Check the linear assumptions for Model 1 and Model 2 using the vif.
vif(model1);vif(model2)
## price superhost neighbourhood room_type
## 2.115065 1.140453 1.049608 1.799833
## property_type distance number_of_reviews accommodates
## 1.056309 3.348875 1.098825 1.608353
## amenities cleaning_fee region bedrooms
## 1.263925 1.175992 3.204368 1.657571
## bathrooms
## 1.228814
## price superhost neighbourhood room_type
## 2.593531 1.178599 1.049829 1.828312
## property_type distance number_of_reviews accommodates
## 1.060624 3.363900 1.104111 1.604539
## amenities cleaning_fee region bedrooms
## 1.285326 1.179046 3.212724 1.658764
## bathrooms price:superhost
## 1.236818 1.452826
From the above results, VIF value all less than 5 indicates no issue with collinearity.

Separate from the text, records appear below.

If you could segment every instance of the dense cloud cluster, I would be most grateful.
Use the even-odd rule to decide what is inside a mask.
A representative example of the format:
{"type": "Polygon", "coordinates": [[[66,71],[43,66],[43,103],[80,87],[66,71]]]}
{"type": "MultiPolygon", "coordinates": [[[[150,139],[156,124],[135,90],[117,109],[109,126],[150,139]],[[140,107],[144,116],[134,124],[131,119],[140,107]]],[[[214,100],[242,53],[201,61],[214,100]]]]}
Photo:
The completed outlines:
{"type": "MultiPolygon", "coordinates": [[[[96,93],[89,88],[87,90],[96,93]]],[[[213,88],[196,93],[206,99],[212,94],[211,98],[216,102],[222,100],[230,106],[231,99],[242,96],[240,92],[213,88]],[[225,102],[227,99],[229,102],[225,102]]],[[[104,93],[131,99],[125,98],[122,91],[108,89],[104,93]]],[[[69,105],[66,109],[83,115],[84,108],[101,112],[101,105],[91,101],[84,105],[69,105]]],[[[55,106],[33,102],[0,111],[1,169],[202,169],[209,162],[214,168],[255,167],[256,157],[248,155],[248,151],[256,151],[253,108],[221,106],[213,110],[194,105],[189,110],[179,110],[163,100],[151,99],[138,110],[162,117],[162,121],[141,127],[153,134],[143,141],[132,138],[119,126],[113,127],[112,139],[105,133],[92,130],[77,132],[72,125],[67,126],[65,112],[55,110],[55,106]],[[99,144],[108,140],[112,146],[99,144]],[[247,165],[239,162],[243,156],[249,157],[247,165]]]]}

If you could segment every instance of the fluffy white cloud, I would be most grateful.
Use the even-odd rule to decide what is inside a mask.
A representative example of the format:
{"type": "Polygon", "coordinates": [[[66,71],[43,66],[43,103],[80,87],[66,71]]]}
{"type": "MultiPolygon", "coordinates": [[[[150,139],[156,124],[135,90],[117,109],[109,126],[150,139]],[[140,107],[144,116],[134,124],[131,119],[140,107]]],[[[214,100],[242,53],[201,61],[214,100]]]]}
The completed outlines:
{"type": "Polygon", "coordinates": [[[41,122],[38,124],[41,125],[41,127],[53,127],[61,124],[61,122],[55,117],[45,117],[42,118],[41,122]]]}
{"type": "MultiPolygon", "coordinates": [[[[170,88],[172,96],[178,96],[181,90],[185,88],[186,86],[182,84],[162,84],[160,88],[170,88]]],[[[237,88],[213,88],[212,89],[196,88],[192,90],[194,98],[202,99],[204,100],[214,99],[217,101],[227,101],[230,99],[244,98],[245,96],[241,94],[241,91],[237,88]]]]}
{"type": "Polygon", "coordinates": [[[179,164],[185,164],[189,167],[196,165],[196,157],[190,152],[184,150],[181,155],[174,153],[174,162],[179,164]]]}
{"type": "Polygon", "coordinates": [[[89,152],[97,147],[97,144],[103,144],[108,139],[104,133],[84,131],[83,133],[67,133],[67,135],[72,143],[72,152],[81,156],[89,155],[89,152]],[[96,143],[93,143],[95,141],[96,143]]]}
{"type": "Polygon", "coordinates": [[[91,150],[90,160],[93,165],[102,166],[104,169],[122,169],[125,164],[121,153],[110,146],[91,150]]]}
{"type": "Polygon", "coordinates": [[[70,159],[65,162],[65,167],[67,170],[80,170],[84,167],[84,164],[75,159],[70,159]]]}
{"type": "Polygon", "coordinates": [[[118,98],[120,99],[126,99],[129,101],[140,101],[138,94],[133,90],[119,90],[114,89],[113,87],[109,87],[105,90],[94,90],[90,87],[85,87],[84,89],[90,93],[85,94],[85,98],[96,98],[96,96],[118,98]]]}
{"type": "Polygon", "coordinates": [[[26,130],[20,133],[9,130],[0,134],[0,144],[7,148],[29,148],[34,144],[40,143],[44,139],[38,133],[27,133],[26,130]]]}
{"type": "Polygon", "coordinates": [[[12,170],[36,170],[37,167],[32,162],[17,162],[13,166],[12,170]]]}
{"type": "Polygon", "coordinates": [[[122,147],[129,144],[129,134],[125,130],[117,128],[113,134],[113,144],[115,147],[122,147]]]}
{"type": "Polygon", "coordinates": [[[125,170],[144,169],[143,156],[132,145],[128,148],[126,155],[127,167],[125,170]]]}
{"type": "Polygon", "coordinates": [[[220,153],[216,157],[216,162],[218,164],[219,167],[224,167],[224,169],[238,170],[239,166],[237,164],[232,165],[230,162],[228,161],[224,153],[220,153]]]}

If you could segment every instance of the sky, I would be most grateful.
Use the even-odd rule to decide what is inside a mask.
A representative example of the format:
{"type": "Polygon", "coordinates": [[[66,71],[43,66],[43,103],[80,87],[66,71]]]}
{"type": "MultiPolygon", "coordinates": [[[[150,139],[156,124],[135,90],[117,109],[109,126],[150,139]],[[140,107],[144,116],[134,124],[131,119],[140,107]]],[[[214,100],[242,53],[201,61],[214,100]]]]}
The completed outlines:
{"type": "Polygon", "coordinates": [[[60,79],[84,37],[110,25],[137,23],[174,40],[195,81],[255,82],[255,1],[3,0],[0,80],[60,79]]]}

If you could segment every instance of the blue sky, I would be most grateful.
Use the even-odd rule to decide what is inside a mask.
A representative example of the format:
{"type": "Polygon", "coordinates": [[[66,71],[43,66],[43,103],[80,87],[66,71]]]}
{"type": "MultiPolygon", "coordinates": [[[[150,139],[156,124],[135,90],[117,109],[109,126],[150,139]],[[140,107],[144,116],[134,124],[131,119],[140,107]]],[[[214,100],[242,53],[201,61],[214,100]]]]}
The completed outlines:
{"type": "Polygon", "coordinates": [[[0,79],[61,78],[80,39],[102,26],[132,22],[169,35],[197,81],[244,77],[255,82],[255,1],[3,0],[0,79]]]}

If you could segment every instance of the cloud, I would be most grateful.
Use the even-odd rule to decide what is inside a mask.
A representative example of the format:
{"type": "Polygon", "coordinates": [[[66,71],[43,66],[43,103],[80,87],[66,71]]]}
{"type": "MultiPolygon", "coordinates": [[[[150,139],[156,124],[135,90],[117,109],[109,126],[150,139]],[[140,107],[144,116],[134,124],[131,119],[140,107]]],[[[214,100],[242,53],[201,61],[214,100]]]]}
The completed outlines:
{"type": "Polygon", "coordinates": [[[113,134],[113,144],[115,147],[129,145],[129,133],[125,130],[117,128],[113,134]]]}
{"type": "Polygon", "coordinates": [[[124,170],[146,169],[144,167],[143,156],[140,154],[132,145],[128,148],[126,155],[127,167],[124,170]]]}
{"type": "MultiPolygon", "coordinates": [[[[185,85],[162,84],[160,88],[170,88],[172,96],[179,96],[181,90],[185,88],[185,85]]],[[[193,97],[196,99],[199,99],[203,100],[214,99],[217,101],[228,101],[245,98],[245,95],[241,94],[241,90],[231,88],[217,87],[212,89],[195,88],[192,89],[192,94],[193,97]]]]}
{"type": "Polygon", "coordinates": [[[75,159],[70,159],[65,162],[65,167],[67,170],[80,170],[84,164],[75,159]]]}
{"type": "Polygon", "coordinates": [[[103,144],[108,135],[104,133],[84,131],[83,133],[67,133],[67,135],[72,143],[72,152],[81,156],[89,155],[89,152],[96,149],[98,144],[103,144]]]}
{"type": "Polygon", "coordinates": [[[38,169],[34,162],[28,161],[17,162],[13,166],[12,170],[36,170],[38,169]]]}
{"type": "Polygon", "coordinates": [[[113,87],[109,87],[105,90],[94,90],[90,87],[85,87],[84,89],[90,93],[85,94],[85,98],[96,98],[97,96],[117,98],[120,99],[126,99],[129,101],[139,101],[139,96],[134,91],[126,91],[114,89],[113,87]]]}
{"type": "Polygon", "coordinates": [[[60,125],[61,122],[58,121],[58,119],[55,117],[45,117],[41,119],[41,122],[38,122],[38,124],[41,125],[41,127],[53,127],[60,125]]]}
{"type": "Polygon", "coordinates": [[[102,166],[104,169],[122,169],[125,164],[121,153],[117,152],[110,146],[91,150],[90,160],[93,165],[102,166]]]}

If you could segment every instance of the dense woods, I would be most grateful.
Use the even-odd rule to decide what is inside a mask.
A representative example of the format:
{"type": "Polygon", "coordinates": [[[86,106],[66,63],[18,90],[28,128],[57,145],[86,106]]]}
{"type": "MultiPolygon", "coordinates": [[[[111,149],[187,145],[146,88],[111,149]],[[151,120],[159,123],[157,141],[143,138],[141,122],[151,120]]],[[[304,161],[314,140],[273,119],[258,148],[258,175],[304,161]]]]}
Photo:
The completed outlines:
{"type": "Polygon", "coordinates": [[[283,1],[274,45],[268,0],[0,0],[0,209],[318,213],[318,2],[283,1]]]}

kable in R MarkdownThe following shows the variable level information of Model 2.
library(knitr)
library(kableExtra)
kable(tidy(model2))%>%
kable_paper("striped", full_width = F) %>%
column_spec(c(1, 5), bold = T) %>%
row_spec(c(2, 4, 6, 8, 10, 12, 14), bold = T, color = "white", background = "blue")
| term | estimate | std.error | statistic | p.value |
|---|---|---|---|---|
| (Intercept) | 3.9088136 | 0.0018790 | 2080.315414 | 0.0000000 |
| price | -0.0010250 | 0.0000333 | -30.815984 | 0.0000000 |
| superhost | 0.2611071 | 0.0042999 | 60.723561 | 0.0000000 |
| neighbourhood | 0.0003497 | 0.0001761 | 1.985555 | 0.0470827 |
| room_type | 0.0505853 | 0.0021399 | 23.639313 | 0.0000000 |
| property_type | -0.0075858 | 0.0002314 | -32.779606 | 0.0000000 |
| distance | -0.0058162 | 0.0007120 | -8.169097 | 0.0000000 |
| number_of_reviews | 0.0044253 | 0.0000355 | 124.823633 | 0.0000000 |
| accommodates | 0.0266563 | 0.0008344 | 31.945657 | 0.0000000 |
| amenities | 0.0141954 | 0.0001984 | 71.561580 | 0.0000000 |
| cleaning_fee | 0.0005054 | 0.0000465 | 10.875236 | 0.0000000 |
| region | -0.0104208 | 0.0025757 | -4.045759 | 0.0000522 |
| bedrooms | -0.1008835 | 0.0028799 | -35.030087 | 0.0000000 |
| bathrooms | 0.0453119 | 0.0013558 | 33.420752 | 0.0000000 |
| price:superhost | 0.0012241 | 0.0000495 | 24.709793 | 0.0000000 |
The following shows the model level information of Model 2.
kable(glance(model2))%>%
kable_paper("striped", full_width = F) %>%
column_spec(c(2, 4, 6, 8), bold = T, color = "white", background = "blue")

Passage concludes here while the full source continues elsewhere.